Barulah aku paham, perilaku gagak banyak dicontoh di Tanah Air. Buktinya, banyak anak bayi dibuang. Hanya saja, pada burung gagak ini, induknya baru mengurusi anaknya setelah bulu hitamnya muncul.
Lantas, dari mana si anak gagak itu memperoleh makan. Ah, nggak usah dipikiran amat sih. Itu urusan Yang Maha Kuasa, pikirku. Dan, ternyata benar juga, selama berada di sarangnya, anak gagak memperoleh makanan dari binatang kecil, seperti semut yang mendatanginya.
Soalnya, ketika masih bayi, anak gagak mengeluarkan bau. Sudah pasti, ketika bau tak sedap terbawa udara, semut dan binatang lainnya tertarik mendekat. Ketika itulah, hap...lalu ditangkap dan dimakan si anak gagak.
***
Cerita temanku tentang gagak termasuk si raja tega ternyata bukan mitos. Sebab, baru saja si Polan bin Fulan meninggal gara-gara gagak.
Bagaimana si Polan bisa meninggal?
Tapi sebelum kabar meninggal itu dibahas lebih jauh, para petugas haji membuat kesepakatan. Dan mereka sepakat bahwa si Polan meninggal lantaran serangan jantung dan terjatuh.
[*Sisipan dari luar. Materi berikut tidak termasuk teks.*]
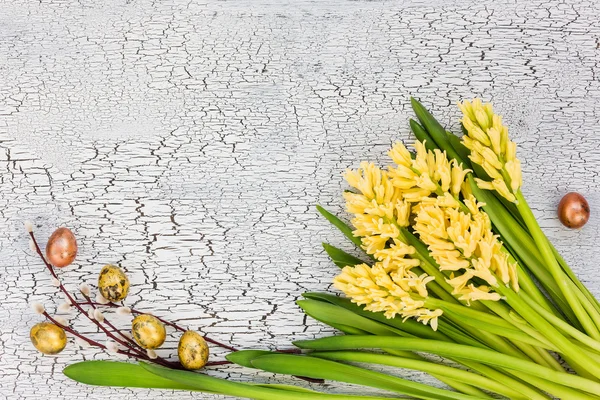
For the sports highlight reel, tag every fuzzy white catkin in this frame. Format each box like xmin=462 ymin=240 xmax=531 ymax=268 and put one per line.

Awak media dilarang keras menyiarkannya. Cukup memberi tahu kepada publik bahwa Polan meninggal karena alasan tadi, serangan jantung dan jatuh.
Pers dilarang keras menyebut Polan meninggal karena gagak?
Aku protes. Ini era keterbukaan. Jarum jatuh saja wajib diberitakan sejauh hal itu memberi manfaat bagi masyarakat. Pers harus berpihak kepada kepentingan negara dan masyarakat.